Let's practice some questions to get more understanding of ratios.
Example 1
What is the ratio of boys to girls, if there are 60 boys and 120 girls in a school?
Solution
Number of boys \(= 60 \)
Number of girls \(= 120\)
\(\therefore\) Ratio of boys to girls \(\Rightarrow 60 : 120 \ or \ \frac{60}{120} \)
\(\Rightarrow\) boys : girls \(= 1:2 \ or \ \frac{1}{2}\)
\(\therefore\) The ratio of boys to girls is \(1:2\)
Example 2
Yaw is 6 years old and Kofi is 10 years old. What is the ratio of Yaw's age to Kofi's age?
Solution
Yaw's age \(= 6\)
Kofi's age \(= 10\)
\(\therefore\) Ratio of Yaw's age to Kofi's age
\(\Rightarrow\) Yaw : Kofi \(= 6:10\)
\(\hspace{3.2cm}\) \(= 3 : 5 \ or \ \frac{3}{5} \)

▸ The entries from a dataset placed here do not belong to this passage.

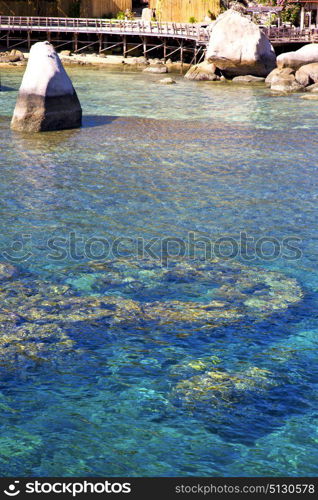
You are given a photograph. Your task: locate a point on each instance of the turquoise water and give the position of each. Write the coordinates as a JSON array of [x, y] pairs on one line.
[[123, 365]]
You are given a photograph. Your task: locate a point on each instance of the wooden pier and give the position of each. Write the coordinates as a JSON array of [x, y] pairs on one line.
[[103, 35], [100, 35]]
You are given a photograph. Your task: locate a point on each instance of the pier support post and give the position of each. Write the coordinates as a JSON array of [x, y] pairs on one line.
[[181, 53], [75, 42], [302, 18], [144, 44], [125, 45]]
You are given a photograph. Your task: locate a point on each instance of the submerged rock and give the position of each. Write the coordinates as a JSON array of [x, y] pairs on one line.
[[47, 99], [204, 71], [248, 79], [7, 271], [156, 68], [167, 81], [307, 75], [237, 46], [278, 73], [217, 386], [295, 59], [286, 84]]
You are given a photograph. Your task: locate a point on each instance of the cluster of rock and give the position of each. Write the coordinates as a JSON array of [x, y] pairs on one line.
[[239, 50], [36, 315], [220, 387], [237, 47], [295, 71], [12, 57]]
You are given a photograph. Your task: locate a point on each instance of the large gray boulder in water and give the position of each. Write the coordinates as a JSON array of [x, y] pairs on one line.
[[47, 99], [237, 46]]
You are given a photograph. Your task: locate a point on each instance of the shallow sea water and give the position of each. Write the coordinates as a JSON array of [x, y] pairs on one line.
[[94, 391]]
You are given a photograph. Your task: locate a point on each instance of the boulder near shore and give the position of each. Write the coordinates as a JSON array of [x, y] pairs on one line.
[[305, 55], [47, 99], [238, 46]]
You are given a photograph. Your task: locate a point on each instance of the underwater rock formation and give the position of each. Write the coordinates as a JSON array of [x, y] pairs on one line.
[[117, 292], [217, 386]]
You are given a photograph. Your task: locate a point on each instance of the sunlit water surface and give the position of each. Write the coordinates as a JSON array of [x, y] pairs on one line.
[[115, 395]]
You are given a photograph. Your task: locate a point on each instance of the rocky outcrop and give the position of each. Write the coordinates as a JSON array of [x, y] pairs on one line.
[[156, 68], [204, 71], [12, 56], [238, 47], [278, 73], [307, 75], [306, 55], [146, 15], [47, 99], [285, 83], [167, 81]]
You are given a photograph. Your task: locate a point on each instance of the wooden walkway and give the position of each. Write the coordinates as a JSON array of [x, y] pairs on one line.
[[184, 31], [168, 37], [285, 36]]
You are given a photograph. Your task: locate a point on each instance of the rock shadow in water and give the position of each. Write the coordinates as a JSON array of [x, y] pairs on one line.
[[90, 121]]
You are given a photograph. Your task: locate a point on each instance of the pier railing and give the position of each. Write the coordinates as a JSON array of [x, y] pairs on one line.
[[185, 31]]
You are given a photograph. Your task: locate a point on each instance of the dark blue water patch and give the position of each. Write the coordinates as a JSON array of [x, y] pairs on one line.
[[106, 403]]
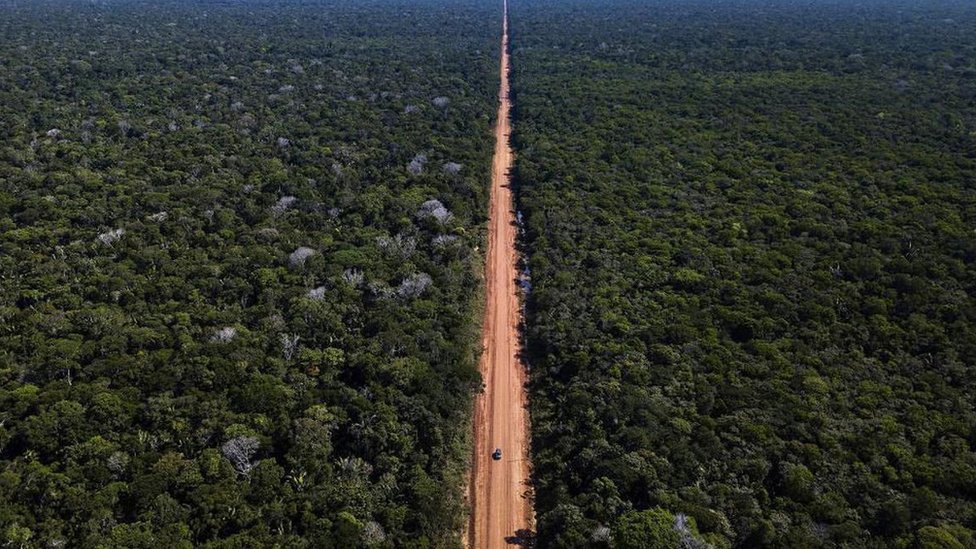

\(\therefore\) The ratio of Yaw's age to Kofi's age is \(3:5\)
We can also use ratios to determine the value of an unknown quantity when one quantity is given.
Consider the examples below:
Example 3
Alhassan is twice as old as his son Musah. If Musah is 25 years of age, how old is his father, Alhassan?
Solution
Musah's ratio \(= 1\)
\(\therefore\) Alhassan's ratio \(= 2\)
let Alhassan's age \(= x\)
\(\Rightarrow 1:2 = 25 : x\)
\(\hspace{1.4cm} \frac{1}{2} = \frac{25}{x}\)
\(\hspace{0.5cm}1 \times x = 2 \times 25\) (Cross multiplication)
\(\hspace{1.5cm}x = 50\)
\(\therefore\) Alhassan is 50 years of age.
Sometimes, we need to convert two (2) quantities who have different units to a common unit in order to find their ratios.
Consider the examples below:
Example 4
In a competition, Kwame run 4km and Joe run 600m. What is the ratio of Kwame's distance to Joe's distance?
Solution
We need to first convert one of the distances, so they are both expressed in the same unit. Let's convert the bigger unit (kilometer) to the smaller unit (meter).
\(1 km = 1000 m\)
\(\therefore 4 km = \frac{4 km}{1 km} \times 1000 m\) (If more, less divide)
\(\hspace{2.2cm} = 4 \times 1000 m\)
\(\hspace{2.2cm}= 4000 m\)
\(\therefore\) Kwame's distance is \(4000 m\).
Ratio of their distances:
\(\Rightarrow\)Kwame's distance : Joe's distance
\(\hspace{3.2cm} 4000 m : 600 m\)
\(\hspace{4.4cm} 40 : 6 \) (Breaking it down)
\(\hspace{4.4cm} 20 : 3 \)
\(\therefore\) Ratio of Kwame's distance to Joe's distance is \(20:3\).
Example 5
Express 80cm to 40m as a ratio in its lowest form.
Solution
Like we did in the previous example, let's convert the bigger unit to the smaller unit.
\(1 m = 100 cm\)
\(\therefore 40m = \frac{40m}{1m} \times 100cm\) (If more, less divide)
\(\hspace{2.2cm} = 40 \times 100cm\)
\(\hspace{2.2cm} = 4000cm\)
This implies;
\(80cm : 40m = 80cm : 4000cm\)
\(\hspace{3.7cm} = 80:4000\)
\(\hspace{3.7cm} = 8:400\) (breaking it down)
\(\hspace{3.7cm} = \frac{8}{400}\) (Use 8 to divide through)
\(\hspace{3.7cm} = \frac{1}{50}\)
\(\hspace{3.7cm} = 1:50\) (Change it back to ratios)
\(\therefore\) the ratio of 80cm to 40m is \(1:50\)
Also, we may sometimes wish to express one quantity in terms of another quantity before we use ratios to find their values. Example 3 above can be solved differently using this idea.
Solution
let Musah's age \(= x\)
\(\Rightarrow\) Alhassan's age \(= 2x\)
\(\therefore\) If \(x = 25\)
It implies \(2x = 2 \times x\)
\(\hspace{3.8cm} = 2 \times (25)\)
\(\hspace{3.8cm} = 50\)
\(\therefore\) Alhassan is 50 years of age.